Whether Serco Healthcare is not providing the service which it has been contracted to do or Serco is providing the service in the full spirit of the outsourcing contract to the SLA and performance indicators agreed, the responsibility for failure in the service must lie with the PCT. Whether the contract is not being met or it was inadequately drafted, or it was done for the wrong reasons, or it was badly implemented so that the processes cannot work, or it is inadequately resourced, or inadequately funded, or the relationship between PCT and Serco does not work effectively: the PCT is responsible and must be held accountable.  Outsourcing a service does not outsource responsibility or accountability: in fact, managing an outsourced service is a challenging management activity. It is not a hand-off that the managing business can then forget about.
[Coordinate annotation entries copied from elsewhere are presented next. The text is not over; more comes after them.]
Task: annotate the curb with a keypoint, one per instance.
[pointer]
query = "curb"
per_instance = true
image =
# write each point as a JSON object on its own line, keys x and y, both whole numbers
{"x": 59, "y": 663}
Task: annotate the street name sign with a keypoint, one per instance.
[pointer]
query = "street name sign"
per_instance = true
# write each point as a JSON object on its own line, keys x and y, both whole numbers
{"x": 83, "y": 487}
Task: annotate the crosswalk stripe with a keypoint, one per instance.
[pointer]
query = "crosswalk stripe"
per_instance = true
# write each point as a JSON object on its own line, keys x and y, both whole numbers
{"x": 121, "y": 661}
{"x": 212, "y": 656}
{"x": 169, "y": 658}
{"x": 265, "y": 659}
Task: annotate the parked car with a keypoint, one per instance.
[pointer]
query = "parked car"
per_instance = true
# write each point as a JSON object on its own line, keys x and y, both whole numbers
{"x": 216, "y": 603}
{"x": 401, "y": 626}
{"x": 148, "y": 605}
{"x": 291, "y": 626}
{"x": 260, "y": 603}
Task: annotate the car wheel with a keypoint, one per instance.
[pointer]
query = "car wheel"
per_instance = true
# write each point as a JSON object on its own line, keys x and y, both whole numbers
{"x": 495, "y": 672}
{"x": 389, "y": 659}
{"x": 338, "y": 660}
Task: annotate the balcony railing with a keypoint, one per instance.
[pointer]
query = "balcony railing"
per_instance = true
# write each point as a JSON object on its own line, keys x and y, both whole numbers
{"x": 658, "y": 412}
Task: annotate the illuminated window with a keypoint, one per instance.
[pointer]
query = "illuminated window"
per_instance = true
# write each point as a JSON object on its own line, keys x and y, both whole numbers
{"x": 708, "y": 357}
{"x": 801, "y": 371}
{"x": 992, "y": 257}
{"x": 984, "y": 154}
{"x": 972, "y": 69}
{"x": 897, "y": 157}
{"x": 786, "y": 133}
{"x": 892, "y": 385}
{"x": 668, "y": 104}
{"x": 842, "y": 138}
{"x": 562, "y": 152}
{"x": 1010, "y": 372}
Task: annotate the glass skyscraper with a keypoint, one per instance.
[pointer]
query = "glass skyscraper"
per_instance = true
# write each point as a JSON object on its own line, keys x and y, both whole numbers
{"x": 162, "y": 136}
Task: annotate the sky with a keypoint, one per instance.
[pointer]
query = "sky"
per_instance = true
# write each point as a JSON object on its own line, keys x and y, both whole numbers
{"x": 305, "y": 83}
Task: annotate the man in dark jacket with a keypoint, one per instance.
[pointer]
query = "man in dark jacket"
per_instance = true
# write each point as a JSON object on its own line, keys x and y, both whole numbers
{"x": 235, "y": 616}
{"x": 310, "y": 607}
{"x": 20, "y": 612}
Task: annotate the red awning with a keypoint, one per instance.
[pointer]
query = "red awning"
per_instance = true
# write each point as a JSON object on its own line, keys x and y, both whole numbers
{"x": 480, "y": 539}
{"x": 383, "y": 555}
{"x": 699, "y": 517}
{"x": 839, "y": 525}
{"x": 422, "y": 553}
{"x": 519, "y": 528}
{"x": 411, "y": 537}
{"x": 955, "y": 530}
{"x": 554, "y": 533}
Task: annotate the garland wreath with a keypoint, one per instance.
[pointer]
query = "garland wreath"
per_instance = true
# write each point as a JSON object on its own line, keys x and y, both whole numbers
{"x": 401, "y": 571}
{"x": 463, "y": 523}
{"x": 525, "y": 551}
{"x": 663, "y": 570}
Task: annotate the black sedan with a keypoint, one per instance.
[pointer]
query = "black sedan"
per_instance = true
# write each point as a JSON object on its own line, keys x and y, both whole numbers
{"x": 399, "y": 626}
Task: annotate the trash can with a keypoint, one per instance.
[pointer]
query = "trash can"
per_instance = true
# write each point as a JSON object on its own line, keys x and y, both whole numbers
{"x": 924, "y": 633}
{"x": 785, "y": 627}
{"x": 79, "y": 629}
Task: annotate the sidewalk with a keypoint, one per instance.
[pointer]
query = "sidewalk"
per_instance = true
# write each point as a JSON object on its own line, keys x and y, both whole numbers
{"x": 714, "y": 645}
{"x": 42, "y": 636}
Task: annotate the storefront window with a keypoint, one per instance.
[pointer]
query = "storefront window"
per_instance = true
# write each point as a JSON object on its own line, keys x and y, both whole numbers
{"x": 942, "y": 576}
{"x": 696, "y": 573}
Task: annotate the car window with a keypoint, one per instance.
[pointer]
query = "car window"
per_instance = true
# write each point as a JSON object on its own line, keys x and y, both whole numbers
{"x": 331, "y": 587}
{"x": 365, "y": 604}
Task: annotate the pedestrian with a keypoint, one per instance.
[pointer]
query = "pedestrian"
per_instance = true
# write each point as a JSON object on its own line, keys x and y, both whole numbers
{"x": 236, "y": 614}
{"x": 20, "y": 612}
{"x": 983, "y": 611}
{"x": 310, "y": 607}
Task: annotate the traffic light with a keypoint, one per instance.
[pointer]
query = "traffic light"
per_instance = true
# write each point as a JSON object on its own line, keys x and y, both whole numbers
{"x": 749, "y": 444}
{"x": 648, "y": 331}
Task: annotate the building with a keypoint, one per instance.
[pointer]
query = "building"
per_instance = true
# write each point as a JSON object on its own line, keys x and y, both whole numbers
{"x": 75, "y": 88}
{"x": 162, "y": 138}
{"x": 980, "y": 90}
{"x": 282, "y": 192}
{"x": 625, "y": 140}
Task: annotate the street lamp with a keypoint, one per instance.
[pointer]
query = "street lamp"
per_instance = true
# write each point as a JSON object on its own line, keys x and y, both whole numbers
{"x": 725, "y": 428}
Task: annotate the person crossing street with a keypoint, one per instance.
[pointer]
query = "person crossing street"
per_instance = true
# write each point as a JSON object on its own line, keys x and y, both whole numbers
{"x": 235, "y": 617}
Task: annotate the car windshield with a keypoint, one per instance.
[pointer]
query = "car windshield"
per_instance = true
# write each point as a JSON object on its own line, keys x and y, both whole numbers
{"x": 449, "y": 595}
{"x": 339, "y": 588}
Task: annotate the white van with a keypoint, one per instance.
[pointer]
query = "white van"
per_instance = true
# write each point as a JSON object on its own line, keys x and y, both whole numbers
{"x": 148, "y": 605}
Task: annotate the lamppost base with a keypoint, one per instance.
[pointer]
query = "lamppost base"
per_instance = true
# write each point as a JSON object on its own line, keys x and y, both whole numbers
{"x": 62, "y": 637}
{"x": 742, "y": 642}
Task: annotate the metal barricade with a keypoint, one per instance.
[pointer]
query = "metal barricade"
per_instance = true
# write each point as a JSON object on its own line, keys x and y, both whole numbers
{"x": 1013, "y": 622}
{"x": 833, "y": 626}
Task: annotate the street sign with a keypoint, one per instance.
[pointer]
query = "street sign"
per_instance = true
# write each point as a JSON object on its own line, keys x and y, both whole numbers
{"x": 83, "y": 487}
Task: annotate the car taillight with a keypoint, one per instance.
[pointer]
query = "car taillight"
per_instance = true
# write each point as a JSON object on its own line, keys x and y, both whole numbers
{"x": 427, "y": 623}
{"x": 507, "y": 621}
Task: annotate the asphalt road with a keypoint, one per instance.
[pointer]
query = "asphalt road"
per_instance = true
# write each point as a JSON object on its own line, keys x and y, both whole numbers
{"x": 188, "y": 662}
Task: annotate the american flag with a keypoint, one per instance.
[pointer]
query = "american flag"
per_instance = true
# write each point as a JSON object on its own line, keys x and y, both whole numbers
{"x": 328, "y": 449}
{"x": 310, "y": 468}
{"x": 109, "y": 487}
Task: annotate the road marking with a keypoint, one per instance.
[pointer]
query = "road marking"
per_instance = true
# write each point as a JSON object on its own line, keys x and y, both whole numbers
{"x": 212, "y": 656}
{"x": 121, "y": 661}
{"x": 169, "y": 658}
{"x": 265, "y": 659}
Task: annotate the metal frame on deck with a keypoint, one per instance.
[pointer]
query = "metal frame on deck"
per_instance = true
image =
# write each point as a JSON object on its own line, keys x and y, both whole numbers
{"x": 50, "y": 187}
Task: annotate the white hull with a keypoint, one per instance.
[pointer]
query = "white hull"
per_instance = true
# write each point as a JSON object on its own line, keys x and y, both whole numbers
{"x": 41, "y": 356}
The statement from the PCT is therefore dismaying: “We are confident the service is adequately resourced and meeting the required national quality standards.” This reads very like a denial of responsibility. The second half of this excuse “meeting the required national quality standards” returns us to the important point that targets make organisations witless. “This is not an abstract point: targets can kill.”

But the issues this awful experience raises move beyond whether the service is suitably resourced and whether it is being properly delivered and overseen.  The real issue is why the service was outsourced in the first place, and an important factor here is the role of cost-cutting. Cost cutting is driven from the very top of the management hierarchy: in this case, the Secretary of State for Health, Andrew Lansley MP.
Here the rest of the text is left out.